I have recently revisited Encouraging the Heart, again, by Kouzes and Posner. One person described it as that “touchy-feely” book. (It isn’t.) Actually, it is a simple step-by-step plan that any leader can and should follow to help people do better and aim for their best. The subtitle says it all: “A Leader’s Guide to Rewarding and Encouraging Others.”
But what it reminds us of is this: people who are really successful have mastered those “soft skills” that seem so elusive. They like people. They communicate well to people. They are clear, attentive, and observant. They listen. And they expect the best, and help bring out the best.
And they don’t let much fall through the cracks, including, they don’t let a person fall through the cracks.
I recently heard of a person with a Ph.D. in the sciences; and after a few years at a good job, this person’s project “lost its funding.” (or, this person was not able to secure the next round of funding). Why? Apparently although the science expertise was there, the interaction soft skills may have been neglected. Thus, the lack of relational success may have cost the next round of funding.
In the NY Times article It Takes a B.A. to Find a Job as a File Clerk, here are some telling portions:
The college degree is becoming the new high school diploma: the new minimum requirement, albeit an expensive one, for getting even the lowest-level job…
Economists have referred to this phenomenon as “degree inflation,” and it has been steadily infiltrating America’s job market…

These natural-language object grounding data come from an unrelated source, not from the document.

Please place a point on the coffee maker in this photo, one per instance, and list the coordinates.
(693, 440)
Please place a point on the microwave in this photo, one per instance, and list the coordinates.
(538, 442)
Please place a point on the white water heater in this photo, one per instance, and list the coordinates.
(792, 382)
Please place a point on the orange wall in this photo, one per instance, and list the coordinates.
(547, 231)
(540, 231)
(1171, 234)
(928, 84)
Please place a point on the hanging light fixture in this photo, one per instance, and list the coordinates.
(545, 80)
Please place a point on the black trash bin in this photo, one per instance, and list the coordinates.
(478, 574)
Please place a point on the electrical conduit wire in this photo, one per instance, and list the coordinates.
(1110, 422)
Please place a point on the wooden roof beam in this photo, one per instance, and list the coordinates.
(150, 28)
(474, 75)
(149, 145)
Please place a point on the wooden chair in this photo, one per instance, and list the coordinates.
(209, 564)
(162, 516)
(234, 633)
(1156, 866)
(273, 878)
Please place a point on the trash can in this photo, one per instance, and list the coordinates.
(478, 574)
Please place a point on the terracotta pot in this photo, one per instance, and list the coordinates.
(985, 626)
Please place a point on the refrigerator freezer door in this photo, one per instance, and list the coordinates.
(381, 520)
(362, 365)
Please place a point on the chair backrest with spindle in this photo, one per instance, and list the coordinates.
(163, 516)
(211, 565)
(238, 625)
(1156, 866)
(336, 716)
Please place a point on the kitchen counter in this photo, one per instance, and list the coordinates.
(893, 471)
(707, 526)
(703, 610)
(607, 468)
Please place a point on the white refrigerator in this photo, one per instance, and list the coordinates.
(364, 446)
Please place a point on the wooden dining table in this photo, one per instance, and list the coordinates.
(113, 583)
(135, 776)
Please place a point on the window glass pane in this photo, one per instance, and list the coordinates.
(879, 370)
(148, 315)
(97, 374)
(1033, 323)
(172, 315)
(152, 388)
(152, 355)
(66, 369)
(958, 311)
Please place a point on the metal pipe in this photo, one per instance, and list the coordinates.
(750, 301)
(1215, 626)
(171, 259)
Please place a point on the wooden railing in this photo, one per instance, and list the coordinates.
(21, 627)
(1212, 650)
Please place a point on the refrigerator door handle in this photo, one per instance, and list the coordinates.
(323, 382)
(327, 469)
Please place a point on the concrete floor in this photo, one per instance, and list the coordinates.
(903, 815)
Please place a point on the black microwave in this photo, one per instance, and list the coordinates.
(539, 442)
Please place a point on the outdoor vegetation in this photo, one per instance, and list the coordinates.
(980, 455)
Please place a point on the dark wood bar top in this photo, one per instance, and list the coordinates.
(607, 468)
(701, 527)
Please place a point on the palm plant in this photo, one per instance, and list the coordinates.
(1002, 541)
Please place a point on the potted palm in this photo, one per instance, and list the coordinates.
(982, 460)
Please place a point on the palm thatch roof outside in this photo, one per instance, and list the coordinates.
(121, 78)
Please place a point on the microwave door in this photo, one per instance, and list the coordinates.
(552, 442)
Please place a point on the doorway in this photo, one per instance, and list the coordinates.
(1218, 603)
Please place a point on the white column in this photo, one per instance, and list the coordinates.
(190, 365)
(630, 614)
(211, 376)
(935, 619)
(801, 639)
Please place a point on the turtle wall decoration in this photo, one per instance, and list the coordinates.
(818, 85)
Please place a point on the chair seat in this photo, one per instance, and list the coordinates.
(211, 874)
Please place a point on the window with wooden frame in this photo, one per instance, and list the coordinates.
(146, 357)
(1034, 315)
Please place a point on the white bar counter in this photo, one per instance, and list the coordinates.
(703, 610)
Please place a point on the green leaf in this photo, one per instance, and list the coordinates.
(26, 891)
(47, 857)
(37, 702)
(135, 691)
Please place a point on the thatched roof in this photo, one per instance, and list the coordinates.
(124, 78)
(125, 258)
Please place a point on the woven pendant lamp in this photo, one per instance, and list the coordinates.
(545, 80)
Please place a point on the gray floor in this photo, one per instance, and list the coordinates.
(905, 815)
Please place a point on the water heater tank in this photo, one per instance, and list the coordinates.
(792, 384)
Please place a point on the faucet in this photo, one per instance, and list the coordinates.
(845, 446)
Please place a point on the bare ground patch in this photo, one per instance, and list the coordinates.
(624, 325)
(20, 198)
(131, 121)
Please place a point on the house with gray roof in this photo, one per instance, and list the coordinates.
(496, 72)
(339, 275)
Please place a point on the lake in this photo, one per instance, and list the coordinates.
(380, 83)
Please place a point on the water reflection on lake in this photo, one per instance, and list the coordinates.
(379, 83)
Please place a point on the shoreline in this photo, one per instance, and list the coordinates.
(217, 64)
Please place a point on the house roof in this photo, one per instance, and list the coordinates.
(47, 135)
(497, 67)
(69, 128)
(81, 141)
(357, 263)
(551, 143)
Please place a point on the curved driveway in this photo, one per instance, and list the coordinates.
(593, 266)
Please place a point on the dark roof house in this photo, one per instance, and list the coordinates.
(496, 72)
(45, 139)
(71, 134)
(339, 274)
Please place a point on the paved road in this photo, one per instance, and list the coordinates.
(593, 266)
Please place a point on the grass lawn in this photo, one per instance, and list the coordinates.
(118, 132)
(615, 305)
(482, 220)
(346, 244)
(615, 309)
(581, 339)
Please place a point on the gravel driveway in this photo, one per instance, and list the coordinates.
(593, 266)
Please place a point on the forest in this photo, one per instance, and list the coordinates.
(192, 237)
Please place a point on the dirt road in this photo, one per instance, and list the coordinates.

because so many people are going to college now, those who do not graduate are often assumed to be unambitious or less capable…
But if you read this article carefully, I think you “hear” this: the degree can get you in for the low-paying job, and then work ethic and the soft skills can get you the promotions.
Now, here’s the problem with the “soft skills” shortage. These skills are hard to teach. Some of them seem to simply be “life traits”. And, trying to help people get better at them seems like a “luxury” training dollar expense.
But they are critical! And working on them is not a luxury, but a necessity.
And I am convinced that they can be taught, brought to front of mind, and real progress can be made.